Schmoke expresses concern for Pimlico Mayor says suggestion that track could close is not an 'idle threat'

August 17, 1996|By Michael Dresser and Jon Morgan | Michael Dresser and Jon Morgan,SUN STAFF

Baltimore Mayor Kurt L. Schmoke warned yesterday that it would be "unwise" for the state to treat as "an idle threat" Pimlico owner Joseph A. De Francis' suggestion that he could be forced to close the historic racetrack.

"To lose the Preakness and close Pimlico would be a very significant economic body blow to the community," Schmoke said. "With about 1,000 jobs on the line at Pimlico, I do not ignore that threat at all."

But the recent media blitz in which De Francis has predicted a grim future for the Northwest Baltimore track appeared to be making little impression on Gov. Parris N. Glendening.

The governor said he has seen no evidence that the racing industry is in distress, and he would not speculate on whether the state would contribute money to any effort to rebuild Pimlico.

"Bottom line, it seems to me the Maryland racing industry is doing quite well," Glendening said.

He and Schmoke were interviewed yesterday at the Maryland Association of Counties convention in Ocean City. They were responding to comments by De Francis this week that he needs help from the state or he could be forced to close Pimlico and sell or move the famed Preakness Stakes.

At a news conference yesterday at Pimlico, De Francis reiterated his desire for unspecified state assistance now that Glendening has said he would veto any bill allowing the tracks to install profit-boosting slot machines.

"It is our strongest and sincerest desire to keep the facility here and keep it viable and keep the Preakness here," said the track operator, who inherited Pimlico and Laurel from his father, Frank J. De Francis.

"I cannot conceive of the De Francis name being associated with the demise of Pimlico," he added.

The younger De Francis said he has instructed aides to prepare a business plan that suggests a course of action independent of state assistance.

$80 million renovation plan

"Everything will be on the table," De Francis said. "I have no idea what it will say."

De Francis had drawn up an $80 million renovation plan for Pimlico premised on obtaining permission for slots.

In the absence of that, De Francis has said, the governor should come up with some other means of aid from the state.
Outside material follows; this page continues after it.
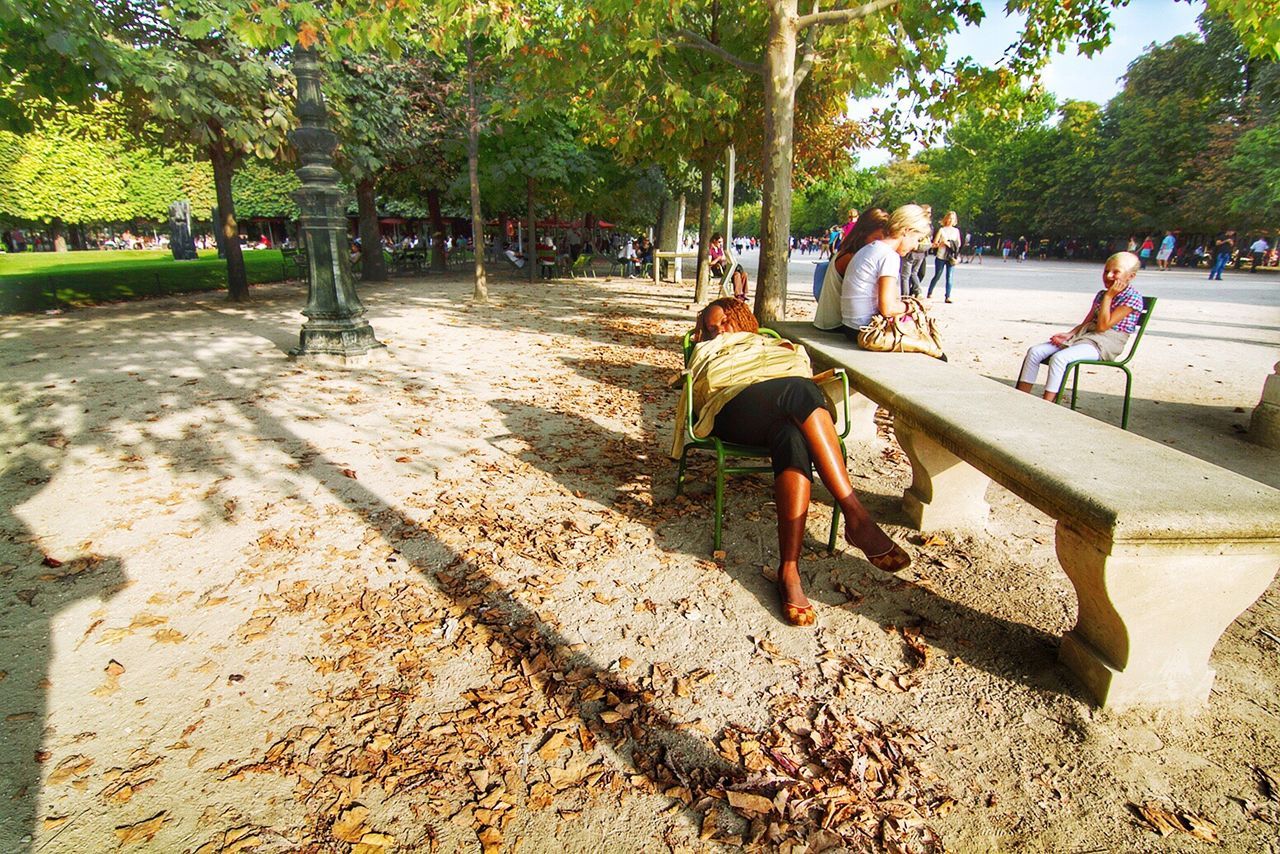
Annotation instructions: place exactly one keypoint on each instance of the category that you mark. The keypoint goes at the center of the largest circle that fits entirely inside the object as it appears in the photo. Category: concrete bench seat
(1165, 551)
"We would like the government to treat us with the same deference that they have treated Major League Baseball and the NFL," De Francis said, referring to the state's decision to pay for Oriole Park and a new stadium for the National Football League Ravens at Camden Yards.

In Ocean City, Schmoke said the state should not repeat the mistake Baltimore made when it lost the Colts.
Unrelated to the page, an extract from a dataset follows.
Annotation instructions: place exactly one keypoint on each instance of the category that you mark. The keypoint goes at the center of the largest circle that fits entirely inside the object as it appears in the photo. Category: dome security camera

"Ignoring this threat would be unwise because we ignored Bob Irsay, too, and just thought it would never happen and it did," Schmoke said.

Irsay, the Colts owner, moved the team to Indianapolis in the dead of night after Baltimore rebuffed his demand for a new stadium.

'Premature to panic'

However, Glendening said yesterday that it would be "premature to panic" just because racecourses in Delaware are enjoying higher profits as a result of the introduction of slot machines in December.

Glendening said he would be willing to work with the legislature to craft a solution if evidence showed Maryland's racing industry was being hurt by competition from Delaware.

But he reiterated his opposition to any solution involving slot machines here.

"No plan can come to me that has any component of casinos or slots or anything that looks like a casino," Glendening said.